Jacqueline Dauriac, Exposition

Jacque­line Dau­riac : femmes

Jacque­line Dau­riac trans­forme la matière — et par voie de consé­quence « l’âme à tiers » chère à Lacan — en lumière. L’oeuvre n’est pour­tant pas sans objet – tant s’en faut  – mais celui-ci se trans­forme. Par ses dis­po­si­tifs et stra­té­gies (plaques de verre qu’un rayon lumi­neux tra­verse), la lumière colo­rée méta­mor­phose le corps d’une femme en noir, en rouge. La “pein­ture” devient d’un autre ordre.
C’est avant tout une his­toire de regard « appris » au musée du Prado de Madrid ou aux Offices de Flo­rence lorsque l’artiste était encore presque une enfant, puis avec les por­traits de Clouet, les joues de femmes et leur lumière chez Manet ou encore un pan d’ombre jaune dans un tableau de Delacroix.

La créa­trice y découvre la trans­pa­rence que la pein­ture pro­duit non pour effa­cer le corps mais trans­for­mer sa nature. D’autant que les décou­vertes plas­tiques de Jac­que­line Dau­riac se sont enri­chies des pay­sages du Maroc dont les cou­leurs semblent tout igno­rer de la gri­saille.
Tout dans l’œuvre reste de l’ordre d’une quête enta­mée avec sa ren­contre avec le tra­vesti Marie-France et elle découvre la fémi­nité qui tue et son plai­sir qui fascine.

L’artiste débute alors par des por­traits pho­to­gra­phiques puis des ins­tal­la­tions per­for­ma­tives et des­sins afin de don­ner aux mons­tra­tions un pro­fil par­ti­cu­lier. Elle crée un chant chro­ma­tique sur le corps des femmes. La sen­sua­lité chez elle prend une dimen­sion par­ti­cu­lière, inten­sé­ment éro­tique par effet de sug­ges­tion.
Et il convient chaque fois de faire abs­trac­tion des stra­té­gies pour ne rete­nir que l’objectif et la réus­site : tout est ici radi­cal, simple, puis­sant, « exci­tant » même si l’artiste par de tels glaïeuls incen­diaires ne cherche pas à créer chez le regar­deur des « plai­sirs vicaires » (Jacques Henric).

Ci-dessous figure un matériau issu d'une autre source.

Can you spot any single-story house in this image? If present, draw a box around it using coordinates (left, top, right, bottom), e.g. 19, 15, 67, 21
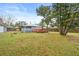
0, 25, 7, 32
21, 25, 48, 33
21, 25, 37, 32
7, 26, 15, 31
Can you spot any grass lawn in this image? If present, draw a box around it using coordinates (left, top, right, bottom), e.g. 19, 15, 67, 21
0, 32, 79, 56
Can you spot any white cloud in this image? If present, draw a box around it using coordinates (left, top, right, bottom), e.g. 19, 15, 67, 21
0, 4, 44, 24
15, 16, 43, 24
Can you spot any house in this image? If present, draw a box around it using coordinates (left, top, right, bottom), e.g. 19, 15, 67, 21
0, 18, 7, 32
0, 26, 6, 32
32, 27, 48, 33
21, 25, 37, 32
7, 26, 15, 31
21, 24, 48, 33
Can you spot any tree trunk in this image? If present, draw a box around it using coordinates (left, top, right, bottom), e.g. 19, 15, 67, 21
64, 26, 69, 35
59, 26, 68, 36
59, 27, 65, 35
42, 20, 43, 29
46, 24, 48, 29
46, 25, 49, 33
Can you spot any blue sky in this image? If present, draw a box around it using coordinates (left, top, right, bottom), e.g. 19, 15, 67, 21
0, 3, 51, 24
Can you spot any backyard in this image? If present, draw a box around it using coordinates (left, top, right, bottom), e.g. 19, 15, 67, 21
0, 32, 79, 56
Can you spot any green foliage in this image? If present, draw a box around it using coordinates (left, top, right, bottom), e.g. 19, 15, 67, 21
36, 5, 52, 29
39, 19, 46, 27
52, 3, 79, 27
36, 5, 50, 18
51, 3, 79, 35
36, 3, 79, 35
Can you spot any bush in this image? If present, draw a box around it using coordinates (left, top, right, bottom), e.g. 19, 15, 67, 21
69, 28, 79, 33
48, 28, 59, 32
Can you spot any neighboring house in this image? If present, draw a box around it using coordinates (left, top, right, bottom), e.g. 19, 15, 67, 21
7, 26, 15, 31
0, 18, 7, 32
0, 26, 6, 32
21, 25, 37, 32
32, 27, 48, 33
21, 24, 48, 33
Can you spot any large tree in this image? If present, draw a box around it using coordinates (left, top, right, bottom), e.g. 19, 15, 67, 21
36, 3, 79, 35
52, 3, 79, 35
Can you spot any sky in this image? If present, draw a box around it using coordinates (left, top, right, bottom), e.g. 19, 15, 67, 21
0, 3, 51, 24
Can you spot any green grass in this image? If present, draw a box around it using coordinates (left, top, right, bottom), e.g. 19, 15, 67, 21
0, 32, 79, 56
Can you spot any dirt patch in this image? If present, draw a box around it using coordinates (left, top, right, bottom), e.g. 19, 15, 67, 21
67, 35, 79, 45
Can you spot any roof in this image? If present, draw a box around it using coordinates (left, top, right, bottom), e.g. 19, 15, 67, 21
21, 24, 38, 27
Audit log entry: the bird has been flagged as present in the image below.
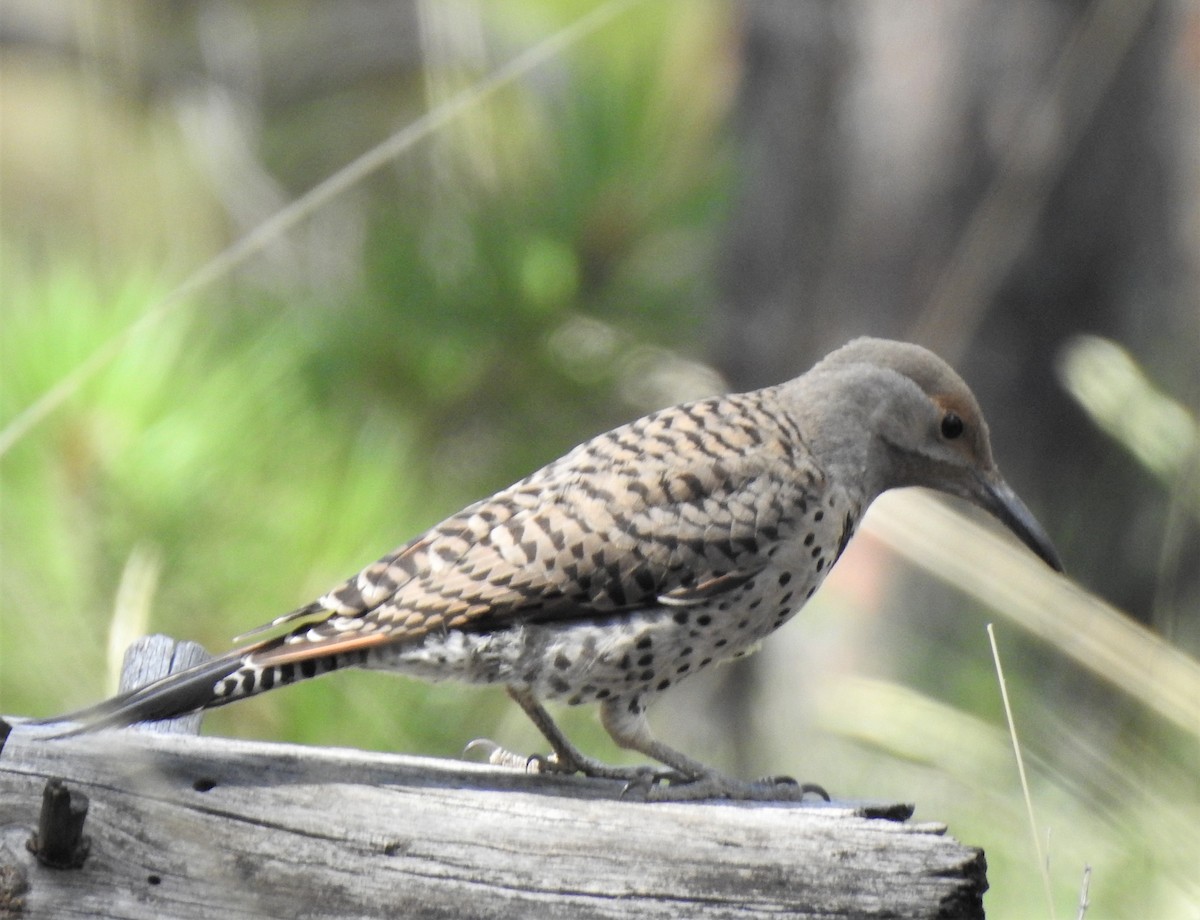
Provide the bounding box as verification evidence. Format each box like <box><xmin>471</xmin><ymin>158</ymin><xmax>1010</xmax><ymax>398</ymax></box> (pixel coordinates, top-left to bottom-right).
<box><xmin>35</xmin><ymin>338</ymin><xmax>1063</xmax><ymax>801</ymax></box>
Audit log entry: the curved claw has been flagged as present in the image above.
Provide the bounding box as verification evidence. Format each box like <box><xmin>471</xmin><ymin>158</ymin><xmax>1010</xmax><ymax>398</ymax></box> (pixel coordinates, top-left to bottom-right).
<box><xmin>462</xmin><ymin>738</ymin><xmax>499</xmax><ymax>760</ymax></box>
<box><xmin>463</xmin><ymin>738</ymin><xmax>542</xmax><ymax>772</ymax></box>
<box><xmin>797</xmin><ymin>781</ymin><xmax>831</xmax><ymax>802</ymax></box>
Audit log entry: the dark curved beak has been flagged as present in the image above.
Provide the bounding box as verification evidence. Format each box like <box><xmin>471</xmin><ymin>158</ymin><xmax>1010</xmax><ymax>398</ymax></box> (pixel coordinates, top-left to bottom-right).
<box><xmin>975</xmin><ymin>474</ymin><xmax>1064</xmax><ymax>572</ymax></box>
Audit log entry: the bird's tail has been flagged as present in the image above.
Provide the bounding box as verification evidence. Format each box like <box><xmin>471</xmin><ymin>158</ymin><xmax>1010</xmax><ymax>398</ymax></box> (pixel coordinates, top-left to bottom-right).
<box><xmin>28</xmin><ymin>631</ymin><xmax>362</xmax><ymax>736</ymax></box>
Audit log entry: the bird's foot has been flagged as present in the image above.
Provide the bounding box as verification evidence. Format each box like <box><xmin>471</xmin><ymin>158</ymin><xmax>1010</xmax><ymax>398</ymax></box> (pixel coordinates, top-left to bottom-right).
<box><xmin>628</xmin><ymin>771</ymin><xmax>830</xmax><ymax>803</ymax></box>
<box><xmin>464</xmin><ymin>738</ymin><xmax>542</xmax><ymax>772</ymax></box>
<box><xmin>463</xmin><ymin>739</ymin><xmax>682</xmax><ymax>784</ymax></box>
<box><xmin>463</xmin><ymin>740</ymin><xmax>827</xmax><ymax>801</ymax></box>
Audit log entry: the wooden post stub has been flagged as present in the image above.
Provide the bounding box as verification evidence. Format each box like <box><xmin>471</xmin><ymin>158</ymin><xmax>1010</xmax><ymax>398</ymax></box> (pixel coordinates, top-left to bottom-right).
<box><xmin>119</xmin><ymin>635</ymin><xmax>211</xmax><ymax>736</ymax></box>
<box><xmin>25</xmin><ymin>778</ymin><xmax>90</xmax><ymax>870</ymax></box>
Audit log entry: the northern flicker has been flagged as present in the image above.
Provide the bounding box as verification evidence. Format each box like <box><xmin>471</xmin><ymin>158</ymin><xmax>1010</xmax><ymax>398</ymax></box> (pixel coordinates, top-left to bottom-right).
<box><xmin>37</xmin><ymin>338</ymin><xmax>1062</xmax><ymax>801</ymax></box>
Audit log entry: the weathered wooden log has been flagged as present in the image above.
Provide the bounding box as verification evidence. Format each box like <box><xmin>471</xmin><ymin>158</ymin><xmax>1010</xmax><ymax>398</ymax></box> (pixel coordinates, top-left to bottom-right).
<box><xmin>0</xmin><ymin>635</ymin><xmax>988</xmax><ymax>918</ymax></box>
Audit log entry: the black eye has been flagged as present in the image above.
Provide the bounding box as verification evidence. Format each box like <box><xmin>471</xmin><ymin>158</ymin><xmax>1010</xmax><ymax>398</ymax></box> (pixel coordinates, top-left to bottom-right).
<box><xmin>941</xmin><ymin>412</ymin><xmax>964</xmax><ymax>439</ymax></box>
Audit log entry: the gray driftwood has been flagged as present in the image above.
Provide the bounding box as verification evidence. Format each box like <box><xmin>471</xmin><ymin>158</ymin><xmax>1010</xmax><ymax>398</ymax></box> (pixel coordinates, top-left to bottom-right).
<box><xmin>0</xmin><ymin>635</ymin><xmax>987</xmax><ymax>919</ymax></box>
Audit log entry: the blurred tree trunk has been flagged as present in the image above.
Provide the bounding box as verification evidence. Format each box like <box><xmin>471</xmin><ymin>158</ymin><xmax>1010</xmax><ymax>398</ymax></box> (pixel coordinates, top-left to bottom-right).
<box><xmin>714</xmin><ymin>0</ymin><xmax>855</xmax><ymax>386</ymax></box>
<box><xmin>701</xmin><ymin>0</ymin><xmax>1198</xmax><ymax>774</ymax></box>
<box><xmin>715</xmin><ymin>0</ymin><xmax>1196</xmax><ymax>636</ymax></box>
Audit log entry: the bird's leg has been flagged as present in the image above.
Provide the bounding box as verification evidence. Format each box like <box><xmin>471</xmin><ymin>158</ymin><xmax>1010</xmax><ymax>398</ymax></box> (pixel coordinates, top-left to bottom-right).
<box><xmin>473</xmin><ymin>687</ymin><xmax>679</xmax><ymax>784</ymax></box>
<box><xmin>599</xmin><ymin>699</ymin><xmax>829</xmax><ymax>803</ymax></box>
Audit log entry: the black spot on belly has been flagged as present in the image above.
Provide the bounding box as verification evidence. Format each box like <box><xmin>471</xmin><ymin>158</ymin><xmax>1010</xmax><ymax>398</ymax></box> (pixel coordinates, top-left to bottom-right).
<box><xmin>549</xmin><ymin>676</ymin><xmax>571</xmax><ymax>694</ymax></box>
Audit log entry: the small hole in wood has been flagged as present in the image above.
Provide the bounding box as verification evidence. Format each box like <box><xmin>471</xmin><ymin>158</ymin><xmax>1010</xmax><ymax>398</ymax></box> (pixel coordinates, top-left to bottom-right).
<box><xmin>192</xmin><ymin>778</ymin><xmax>217</xmax><ymax>793</ymax></box>
<box><xmin>147</xmin><ymin>874</ymin><xmax>162</xmax><ymax>886</ymax></box>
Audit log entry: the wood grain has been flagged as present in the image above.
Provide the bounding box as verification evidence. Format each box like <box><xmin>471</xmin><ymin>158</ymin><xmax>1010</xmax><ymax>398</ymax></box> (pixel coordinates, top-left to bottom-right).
<box><xmin>0</xmin><ymin>723</ymin><xmax>985</xmax><ymax>919</ymax></box>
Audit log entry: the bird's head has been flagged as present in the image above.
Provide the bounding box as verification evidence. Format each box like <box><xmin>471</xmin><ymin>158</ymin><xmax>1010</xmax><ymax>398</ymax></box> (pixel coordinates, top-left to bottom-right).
<box><xmin>797</xmin><ymin>337</ymin><xmax>1063</xmax><ymax>572</ymax></box>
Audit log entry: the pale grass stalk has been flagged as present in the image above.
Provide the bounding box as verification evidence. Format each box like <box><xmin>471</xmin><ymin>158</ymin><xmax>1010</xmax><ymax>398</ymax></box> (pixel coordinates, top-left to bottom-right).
<box><xmin>107</xmin><ymin>545</ymin><xmax>162</xmax><ymax>696</ymax></box>
<box><xmin>866</xmin><ymin>490</ymin><xmax>1200</xmax><ymax>738</ymax></box>
<box><xmin>1075</xmin><ymin>864</ymin><xmax>1091</xmax><ymax>920</ymax></box>
<box><xmin>988</xmin><ymin>623</ymin><xmax>1056</xmax><ymax>920</ymax></box>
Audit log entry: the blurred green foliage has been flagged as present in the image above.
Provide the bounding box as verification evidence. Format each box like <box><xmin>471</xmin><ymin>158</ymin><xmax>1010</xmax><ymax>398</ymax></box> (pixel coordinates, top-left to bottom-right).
<box><xmin>1</xmin><ymin>0</ymin><xmax>733</xmax><ymax>755</ymax></box>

Il s’agit en effet moins de dési­rer que de faire dési­rer par une sorte de per­fec­tion. Elle tient tant au sujet qu’à sa mise en scène. Chaque image est de l’ordre de l’écharpe, de la caresse là où une jupe enrobe et dérobe l’objet du plai­sir plas­tique afin de don­ner l’envie de « cares­ser la pein­ture ».
Ce qui n’évite sans doute pas une cer­taine ambi­guïté — mais la créa­trice s’en amuse.

Jean-Paul Gavard-Perret

Jac­que­line Dau­riac, Expo­si­tion, Gale­rie Isa­belle Gou­nod, du 1er au 27 sep­tembre 2018, Paris.